92 schools are waiting for a sponsor, and 4 other things we learned at education questions

MPs spent over an hour grilling the education secretary and his ministers in Parliament this afternoon.

Damian Hinds answered questions alongside the schools minister Nick Gibb, the children’s minister Nadhim Zahawi, and others.

Here’s what we learned.

1. 92 struggling schools are waiting for a sponsor…

Asked for an update on the government’s academisation plan, Gibb said there are now more than 2,000 open, sponsored academies.

A further 92 schools are currently subject to an academy order and are “in process of being matched with a sponsor”.

Last December, Ofsted’s annual report revealed that more than 60 schools branded ‘inadequate’ had still not been taken over.

2. …but academies are ‘working’

Heidi Alexander, the MP for Lewisham East, raised the particular problems in finding a sponsor faced by Sedgehill School in her constituency.

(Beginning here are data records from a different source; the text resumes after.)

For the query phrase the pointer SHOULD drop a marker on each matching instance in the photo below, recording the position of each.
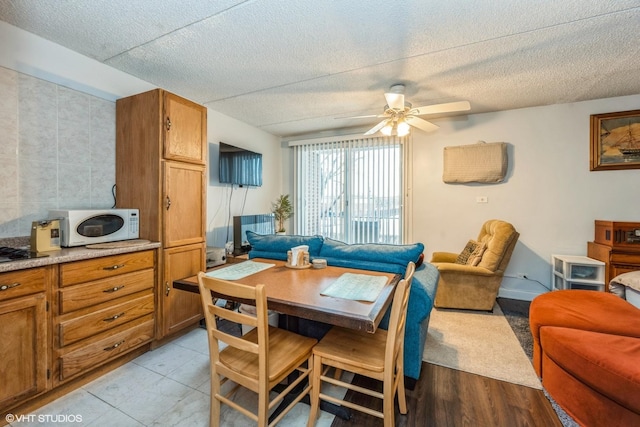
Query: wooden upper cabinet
(184, 130)
(184, 210)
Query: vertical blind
(350, 190)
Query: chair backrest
(235, 291)
(500, 238)
(397, 321)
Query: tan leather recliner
(476, 287)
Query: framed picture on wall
(615, 140)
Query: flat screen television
(239, 166)
(261, 224)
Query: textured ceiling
(291, 67)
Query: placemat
(359, 287)
(240, 270)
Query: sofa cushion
(469, 249)
(498, 236)
(609, 364)
(275, 246)
(370, 256)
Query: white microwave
(85, 227)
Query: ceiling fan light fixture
(403, 128)
(387, 129)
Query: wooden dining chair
(259, 360)
(379, 356)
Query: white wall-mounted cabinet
(577, 272)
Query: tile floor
(168, 386)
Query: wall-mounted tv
(239, 166)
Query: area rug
(481, 343)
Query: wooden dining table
(298, 292)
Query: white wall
(56, 73)
(550, 195)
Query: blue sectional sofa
(375, 257)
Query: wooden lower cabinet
(24, 352)
(104, 308)
(180, 309)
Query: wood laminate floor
(448, 397)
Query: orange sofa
(586, 350)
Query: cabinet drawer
(90, 356)
(100, 268)
(92, 293)
(22, 282)
(108, 318)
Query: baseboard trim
(519, 294)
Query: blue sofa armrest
(421, 297)
(275, 246)
(370, 256)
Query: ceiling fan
(399, 115)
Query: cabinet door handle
(114, 317)
(113, 347)
(9, 286)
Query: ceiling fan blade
(395, 101)
(361, 117)
(421, 124)
(377, 127)
(441, 108)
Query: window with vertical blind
(350, 190)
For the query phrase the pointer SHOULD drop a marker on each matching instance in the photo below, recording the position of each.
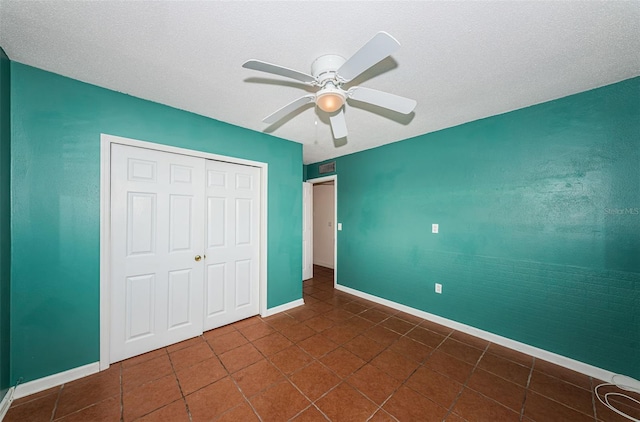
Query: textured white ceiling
(461, 61)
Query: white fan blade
(338, 124)
(278, 70)
(380, 46)
(382, 99)
(292, 106)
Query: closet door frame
(105, 226)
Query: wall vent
(327, 168)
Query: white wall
(323, 225)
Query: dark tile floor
(337, 358)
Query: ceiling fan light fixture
(330, 99)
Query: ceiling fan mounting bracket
(324, 68)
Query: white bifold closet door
(157, 212)
(232, 243)
(184, 247)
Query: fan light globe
(329, 101)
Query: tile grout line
(526, 388)
(593, 398)
(120, 378)
(175, 375)
(455, 400)
(55, 405)
(244, 396)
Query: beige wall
(323, 225)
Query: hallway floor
(337, 358)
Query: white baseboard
(584, 368)
(324, 264)
(282, 308)
(41, 384)
(5, 404)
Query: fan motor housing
(325, 67)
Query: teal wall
(5, 222)
(56, 126)
(539, 224)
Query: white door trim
(335, 219)
(105, 225)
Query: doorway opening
(320, 240)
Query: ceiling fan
(329, 73)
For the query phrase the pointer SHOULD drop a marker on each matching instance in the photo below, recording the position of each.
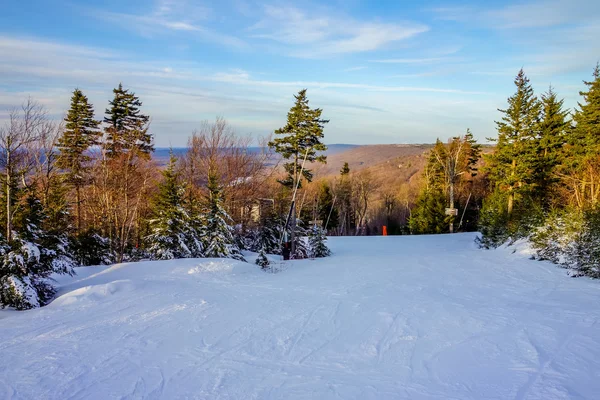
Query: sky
(390, 71)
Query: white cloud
(322, 34)
(533, 14)
(352, 69)
(171, 16)
(410, 60)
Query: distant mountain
(161, 154)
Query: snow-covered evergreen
(301, 244)
(218, 239)
(172, 234)
(262, 261)
(267, 236)
(28, 261)
(317, 239)
(91, 248)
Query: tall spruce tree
(513, 164)
(317, 239)
(172, 235)
(28, 260)
(553, 131)
(326, 207)
(81, 132)
(126, 127)
(218, 240)
(344, 200)
(584, 145)
(299, 142)
(300, 137)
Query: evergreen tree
(300, 137)
(218, 240)
(30, 258)
(326, 210)
(344, 200)
(269, 234)
(81, 132)
(318, 248)
(428, 215)
(126, 127)
(512, 166)
(554, 127)
(89, 247)
(172, 236)
(300, 243)
(262, 261)
(582, 159)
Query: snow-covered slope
(429, 317)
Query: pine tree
(428, 215)
(301, 138)
(262, 261)
(554, 129)
(326, 210)
(172, 236)
(126, 127)
(218, 240)
(81, 132)
(584, 146)
(344, 200)
(318, 248)
(512, 166)
(269, 234)
(30, 258)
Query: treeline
(545, 177)
(87, 192)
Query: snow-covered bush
(571, 239)
(317, 240)
(262, 261)
(173, 234)
(498, 227)
(29, 259)
(301, 244)
(218, 239)
(91, 248)
(555, 239)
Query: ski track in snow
(419, 317)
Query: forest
(83, 191)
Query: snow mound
(95, 293)
(412, 317)
(221, 266)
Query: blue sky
(384, 72)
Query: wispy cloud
(171, 16)
(352, 69)
(324, 34)
(240, 77)
(533, 14)
(410, 60)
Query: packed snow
(414, 317)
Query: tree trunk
(452, 207)
(78, 202)
(8, 195)
(293, 233)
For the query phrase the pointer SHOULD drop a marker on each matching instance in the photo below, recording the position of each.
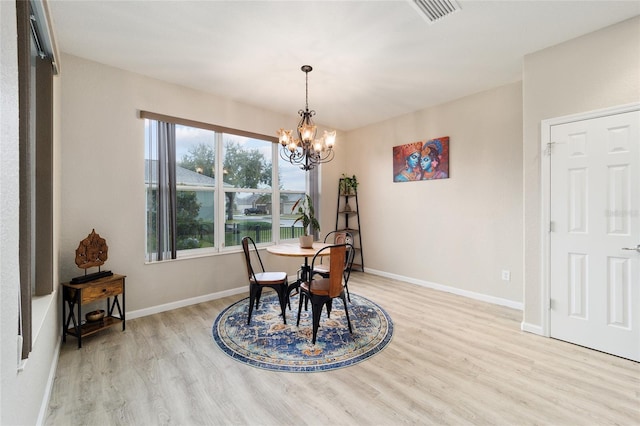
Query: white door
(595, 221)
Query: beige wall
(596, 71)
(459, 232)
(103, 180)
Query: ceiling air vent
(434, 10)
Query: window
(36, 67)
(208, 186)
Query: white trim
(460, 292)
(532, 328)
(184, 302)
(545, 201)
(44, 406)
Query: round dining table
(294, 250)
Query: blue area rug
(268, 343)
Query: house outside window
(220, 186)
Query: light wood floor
(452, 361)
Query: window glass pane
(292, 181)
(195, 184)
(151, 184)
(243, 170)
(247, 213)
(247, 162)
(289, 228)
(291, 177)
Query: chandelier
(305, 150)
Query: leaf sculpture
(92, 251)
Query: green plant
(348, 184)
(306, 214)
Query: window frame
(220, 190)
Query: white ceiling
(372, 60)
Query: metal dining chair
(258, 280)
(339, 237)
(321, 291)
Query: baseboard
(532, 328)
(435, 286)
(184, 302)
(44, 406)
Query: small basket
(94, 316)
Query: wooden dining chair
(258, 280)
(321, 291)
(339, 237)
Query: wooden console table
(74, 296)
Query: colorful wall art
(421, 160)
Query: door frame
(545, 196)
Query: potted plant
(348, 184)
(306, 214)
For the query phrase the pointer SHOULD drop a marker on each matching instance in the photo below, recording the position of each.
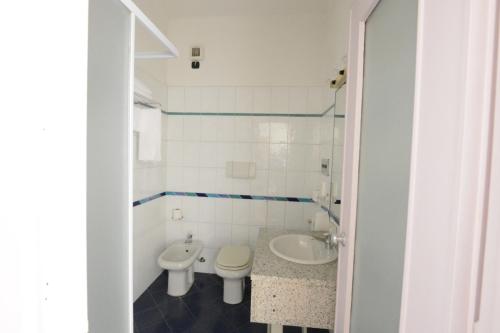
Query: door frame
(361, 10)
(451, 148)
(450, 164)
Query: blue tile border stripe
(219, 195)
(236, 114)
(331, 214)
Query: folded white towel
(147, 122)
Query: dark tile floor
(200, 310)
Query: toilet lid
(233, 256)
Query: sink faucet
(326, 237)
(189, 239)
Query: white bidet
(178, 259)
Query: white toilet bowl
(178, 259)
(233, 263)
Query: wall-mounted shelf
(170, 52)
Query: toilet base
(180, 281)
(234, 290)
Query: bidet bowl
(302, 249)
(180, 255)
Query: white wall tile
(171, 204)
(261, 155)
(315, 100)
(222, 234)
(262, 100)
(208, 154)
(193, 99)
(297, 130)
(210, 255)
(225, 128)
(241, 211)
(227, 99)
(207, 210)
(206, 234)
(173, 232)
(176, 99)
(191, 209)
(190, 179)
(189, 228)
(209, 99)
(278, 129)
(253, 233)
(175, 177)
(224, 211)
(164, 128)
(279, 100)
(277, 183)
(207, 182)
(192, 126)
(296, 157)
(175, 128)
(275, 214)
(311, 183)
(223, 184)
(241, 186)
(174, 153)
(295, 183)
(298, 100)
(239, 235)
(191, 154)
(294, 216)
(258, 212)
(277, 157)
(314, 125)
(244, 100)
(224, 153)
(208, 128)
(259, 185)
(260, 128)
(312, 159)
(243, 129)
(286, 151)
(243, 152)
(328, 97)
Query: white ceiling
(205, 8)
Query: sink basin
(302, 249)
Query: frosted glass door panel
(386, 126)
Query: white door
(381, 76)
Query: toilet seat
(233, 263)
(233, 258)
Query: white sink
(302, 249)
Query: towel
(147, 122)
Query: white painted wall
(43, 142)
(250, 43)
(149, 218)
(149, 177)
(108, 167)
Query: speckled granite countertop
(266, 265)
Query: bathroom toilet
(233, 263)
(178, 259)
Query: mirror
(337, 152)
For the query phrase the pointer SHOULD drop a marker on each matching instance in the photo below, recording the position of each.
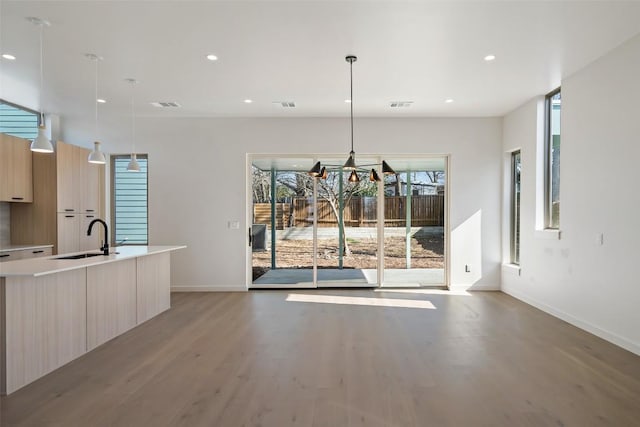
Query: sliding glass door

But Gibb denied there were problems with the academies system as a whole.

“We have 7,000 academies now, most of which are converter-academies, which themselves are becoming sponsors across the system,” he said. “The academies programme is working and is raising standards across the system.”

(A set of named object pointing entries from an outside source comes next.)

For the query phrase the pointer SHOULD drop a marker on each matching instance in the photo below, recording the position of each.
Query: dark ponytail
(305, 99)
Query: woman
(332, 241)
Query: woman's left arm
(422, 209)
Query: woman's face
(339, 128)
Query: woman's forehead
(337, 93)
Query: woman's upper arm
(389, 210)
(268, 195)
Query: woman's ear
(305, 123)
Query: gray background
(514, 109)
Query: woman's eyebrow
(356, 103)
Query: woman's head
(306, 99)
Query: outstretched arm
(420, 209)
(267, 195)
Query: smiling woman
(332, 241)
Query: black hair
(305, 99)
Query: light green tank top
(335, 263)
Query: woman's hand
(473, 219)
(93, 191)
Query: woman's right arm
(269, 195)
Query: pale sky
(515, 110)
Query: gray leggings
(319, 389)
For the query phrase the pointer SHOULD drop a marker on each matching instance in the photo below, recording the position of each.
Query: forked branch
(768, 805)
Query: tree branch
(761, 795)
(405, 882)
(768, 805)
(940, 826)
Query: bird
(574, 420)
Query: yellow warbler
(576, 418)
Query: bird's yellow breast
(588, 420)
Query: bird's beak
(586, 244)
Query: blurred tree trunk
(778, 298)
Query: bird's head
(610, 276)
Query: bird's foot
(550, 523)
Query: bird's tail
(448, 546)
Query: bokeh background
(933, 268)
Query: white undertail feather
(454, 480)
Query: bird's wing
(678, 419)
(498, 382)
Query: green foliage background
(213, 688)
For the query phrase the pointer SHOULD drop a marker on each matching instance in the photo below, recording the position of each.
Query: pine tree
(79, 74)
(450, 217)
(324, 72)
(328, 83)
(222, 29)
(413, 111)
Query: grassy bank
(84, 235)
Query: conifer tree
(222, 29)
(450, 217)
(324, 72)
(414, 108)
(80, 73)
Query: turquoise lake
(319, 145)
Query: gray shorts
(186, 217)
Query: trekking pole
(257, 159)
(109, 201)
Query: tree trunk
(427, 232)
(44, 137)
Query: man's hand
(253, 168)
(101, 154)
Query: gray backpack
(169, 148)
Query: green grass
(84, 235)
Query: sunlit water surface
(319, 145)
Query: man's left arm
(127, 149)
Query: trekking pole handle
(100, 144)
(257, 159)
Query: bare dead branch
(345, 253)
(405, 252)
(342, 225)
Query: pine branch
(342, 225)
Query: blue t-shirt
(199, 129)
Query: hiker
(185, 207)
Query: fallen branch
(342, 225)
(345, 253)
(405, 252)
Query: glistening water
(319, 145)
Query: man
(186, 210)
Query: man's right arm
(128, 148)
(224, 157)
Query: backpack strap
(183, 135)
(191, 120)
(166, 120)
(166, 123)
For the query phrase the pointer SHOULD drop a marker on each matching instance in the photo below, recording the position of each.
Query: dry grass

3. Hinds ‘should have been more precise’ on funding

The education secretary was pilloried for comments he made at the last education questions, when he claimed that schools were seeing a “real-terms” increase in funding.

Hinds was slapped on the wrist last week over the claim, which is incorrect. In fact, schools are only seeing their funding increase in cash terms, which does not take into account cost rises.

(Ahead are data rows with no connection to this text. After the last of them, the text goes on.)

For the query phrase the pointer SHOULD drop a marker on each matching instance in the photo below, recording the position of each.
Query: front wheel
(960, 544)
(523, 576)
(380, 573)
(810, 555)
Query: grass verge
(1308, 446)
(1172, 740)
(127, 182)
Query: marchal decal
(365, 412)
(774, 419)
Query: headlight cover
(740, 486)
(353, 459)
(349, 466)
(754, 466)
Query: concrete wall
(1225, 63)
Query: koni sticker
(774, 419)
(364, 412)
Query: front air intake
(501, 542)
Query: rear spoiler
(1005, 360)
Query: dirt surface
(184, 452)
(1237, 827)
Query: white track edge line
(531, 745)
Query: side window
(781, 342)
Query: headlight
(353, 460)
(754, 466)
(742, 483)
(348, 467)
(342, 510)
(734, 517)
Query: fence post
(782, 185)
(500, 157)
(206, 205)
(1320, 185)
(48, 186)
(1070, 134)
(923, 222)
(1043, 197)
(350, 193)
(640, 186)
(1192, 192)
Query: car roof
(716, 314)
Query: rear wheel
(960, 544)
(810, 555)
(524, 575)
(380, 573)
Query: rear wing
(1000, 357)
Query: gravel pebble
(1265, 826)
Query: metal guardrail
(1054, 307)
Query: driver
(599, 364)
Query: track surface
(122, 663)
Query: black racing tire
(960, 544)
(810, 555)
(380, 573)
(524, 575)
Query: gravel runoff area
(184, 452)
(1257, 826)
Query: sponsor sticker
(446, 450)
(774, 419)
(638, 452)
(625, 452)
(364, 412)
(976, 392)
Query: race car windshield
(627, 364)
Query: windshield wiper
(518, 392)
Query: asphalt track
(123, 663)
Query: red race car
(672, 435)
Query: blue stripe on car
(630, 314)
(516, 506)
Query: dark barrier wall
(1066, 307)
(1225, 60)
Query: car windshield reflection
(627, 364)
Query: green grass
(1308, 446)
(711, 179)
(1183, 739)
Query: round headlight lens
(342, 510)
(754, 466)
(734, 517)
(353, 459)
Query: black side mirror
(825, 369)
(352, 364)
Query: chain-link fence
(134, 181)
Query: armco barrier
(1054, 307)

“Across the system per-pupil real terms funding is being maintained,” Hinds told MPs today, but admitted he “could and should have been more precise” when he spoke about the matter in January.

4. More details on RSE reforms will be published ‘shortly’

The government will publish responses to its recent “call for evidence” on relationships and sex education reforms “shortly”, Gibb said.

Teachers and others were asked for their views when the consultation was launched in December.

Parliament voted last year to make relationships education compulsory for all children from the age of four, and sex education compulsory for all children aged 11 and over.

5. SEND pupils without an EHCP will still be supported

Although the government is “aiming” to have all pupils with special educational needs and disabilities transferred to an education and health care plan by April, those who don’t by the deadline will still be supported.

Nadhim Zahawi, the children’s minister, insisted that most councils are on target, but those who don’t have a plan by the deadline “will have support maintained”.

Last month, the local government ombudsman warned that pupils are waiting up to 90 weeks to be transferred from the old statements system to the new EHCPs.